У избы стояли женщины, весело покрикивая в дверь. Моисей побежал. Жидкая грязь всасывала сапоги, ноги скользили, раскатывались. Грудастая соседка преградила ему путь:
— Погоди, не мужицкая забота.
— Что стряслось? — побелевшими губами спросил Моисей.
— Да впустите отца-то! — послышался ликующий голос бабки Косыхи. — Можно уж!
Одним прыжком Моисей преодолел лесенку, ворвался в избу. На постели лежала Марья, зажав в бледном кулаке искусанную тряпицу. Лицо ее было иссиня-белым, но в глазах было столько света, словно в них горели сразу сотни Дериануров.
— Гляди, какого богатыря мы добыли, — незнакомым, теплым голосом проворковала бабка Касыха и протянула Моисею сверток.
Крошечное со сморщенным личиком существо глядело куда-то сквозь Моисея, сквозь стены синими-синими бездумными глазенками, сосало воздух треугольным ртом.
— Сын, — прошептала Марья неслышно.
— Сын, — понял Моисей. — Сын! — Он качнул сверток, прижал его к груди. — Рудознатцем будет.
Марья дернула головой, в глазах наплыли слезы.
— Хватит и одного, — одними губами ответила она.
Моисей погрустнел, отступил на шаг от постели. Он не заметил, как в горницу вошли Еким, Кондратий и Тихон. Еким осторожно положил возле Марьи маленький букетик первых вешних цветов, еще влажных от стаявшего снега.
— Дай поднянчиться, — низким голосом попросил он и принял ребенка из рук Моисея. — На мать похож…
Кондратий впервые смеялся отрывистым, лающим смехом, Тихон чмокал губами, прищелкивал пальцами, будто вот-вот готов был пуститься в пляс.
— Хватит, натешились игрушкой. — Бабка Косыха отняла ребенка. — Кормить-то его никто из вас не способный.

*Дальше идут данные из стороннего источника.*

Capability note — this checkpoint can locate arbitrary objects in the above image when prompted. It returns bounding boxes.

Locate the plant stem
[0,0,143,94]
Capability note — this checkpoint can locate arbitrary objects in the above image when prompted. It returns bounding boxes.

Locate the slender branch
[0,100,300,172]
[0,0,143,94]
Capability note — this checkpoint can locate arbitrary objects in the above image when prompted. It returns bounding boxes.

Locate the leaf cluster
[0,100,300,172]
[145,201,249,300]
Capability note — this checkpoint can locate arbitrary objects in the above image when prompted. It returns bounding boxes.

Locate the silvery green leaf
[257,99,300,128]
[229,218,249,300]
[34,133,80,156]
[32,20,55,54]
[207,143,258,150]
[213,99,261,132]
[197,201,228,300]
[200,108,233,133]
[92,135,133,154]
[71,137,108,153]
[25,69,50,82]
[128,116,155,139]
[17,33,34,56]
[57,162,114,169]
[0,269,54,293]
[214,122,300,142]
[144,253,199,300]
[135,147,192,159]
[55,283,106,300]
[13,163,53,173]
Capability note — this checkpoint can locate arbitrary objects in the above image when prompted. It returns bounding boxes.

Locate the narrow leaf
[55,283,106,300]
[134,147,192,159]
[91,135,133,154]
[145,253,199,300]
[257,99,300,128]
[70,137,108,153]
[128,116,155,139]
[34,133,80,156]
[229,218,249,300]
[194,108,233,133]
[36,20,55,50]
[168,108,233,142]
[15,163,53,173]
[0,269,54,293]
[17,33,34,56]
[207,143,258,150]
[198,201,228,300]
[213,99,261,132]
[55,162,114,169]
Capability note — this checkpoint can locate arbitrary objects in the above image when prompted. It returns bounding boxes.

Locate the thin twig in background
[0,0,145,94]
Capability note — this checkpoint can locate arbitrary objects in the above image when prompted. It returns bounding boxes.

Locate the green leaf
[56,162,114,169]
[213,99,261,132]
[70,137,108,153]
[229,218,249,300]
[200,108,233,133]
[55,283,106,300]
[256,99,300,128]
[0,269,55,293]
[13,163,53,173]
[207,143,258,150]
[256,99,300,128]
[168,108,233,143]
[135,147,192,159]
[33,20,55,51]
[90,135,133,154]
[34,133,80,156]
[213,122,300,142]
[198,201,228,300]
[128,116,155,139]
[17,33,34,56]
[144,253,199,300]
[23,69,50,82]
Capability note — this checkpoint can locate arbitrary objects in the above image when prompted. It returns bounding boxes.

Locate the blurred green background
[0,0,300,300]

Побратимы вышли на крыльцо. Вечерний воздух был тих и свеж, как родниковая с прохвоинками вода. Последний луч солнца мерцал на медном кресте церквушки, окружая его золотистым нимбом, все не угасал. А понизу надвигались мглистые сумерки, заволакивая очертания улиц, домов, колокольни, подбираясь к лучу.
ГЛАВА ДЕВЯТНАДЦАТАЯ
1792 год был годом Касьяна. Бабка Косыха рассказывала, что родился когда-то на земле в лишний, ненужный никому день недобрый человек по имени Касьян, за сафьяновые сапоги да красную шапку продал душу дьяволу и начал творить всяческие пакости христианам. В его годы горят пожары, помирают в неисчислимом множестве люди, не родит земля. А в другие годы он сидит в преисподней с тамошними немцами да дьяками, придумывает новые пакости. Сидит!.. Тридцать два года прожил на земле Моисей, в волосах пробрызнули первые сединки, но без Касьяна не обходился ни один год.
Вот и нынче в природе стояла великая сушь. Опадали лепестки цветов, желтели сосновые иглы. На плотине были перекрыты все заслонки. 11 мая, на Мокия Мокрого, восход солнца был багряный с кровянистыми прожилками, и бабка Косыха предсказала горестное лето с грозами и пожарами. Беспокойные птицы слетались к человеческому жилью, люди с опаскою поглядывали на небо. Но беда пришла не оттуда. В конце месяца Гиль приказал выжигать на лесных полянах старую хвою, чтобы освободить места для покосов. Ипанов предупреждал, что с огнем шутить не следует, в этакую сушь может случиться несчастье, но англичанин прикрикнул на него.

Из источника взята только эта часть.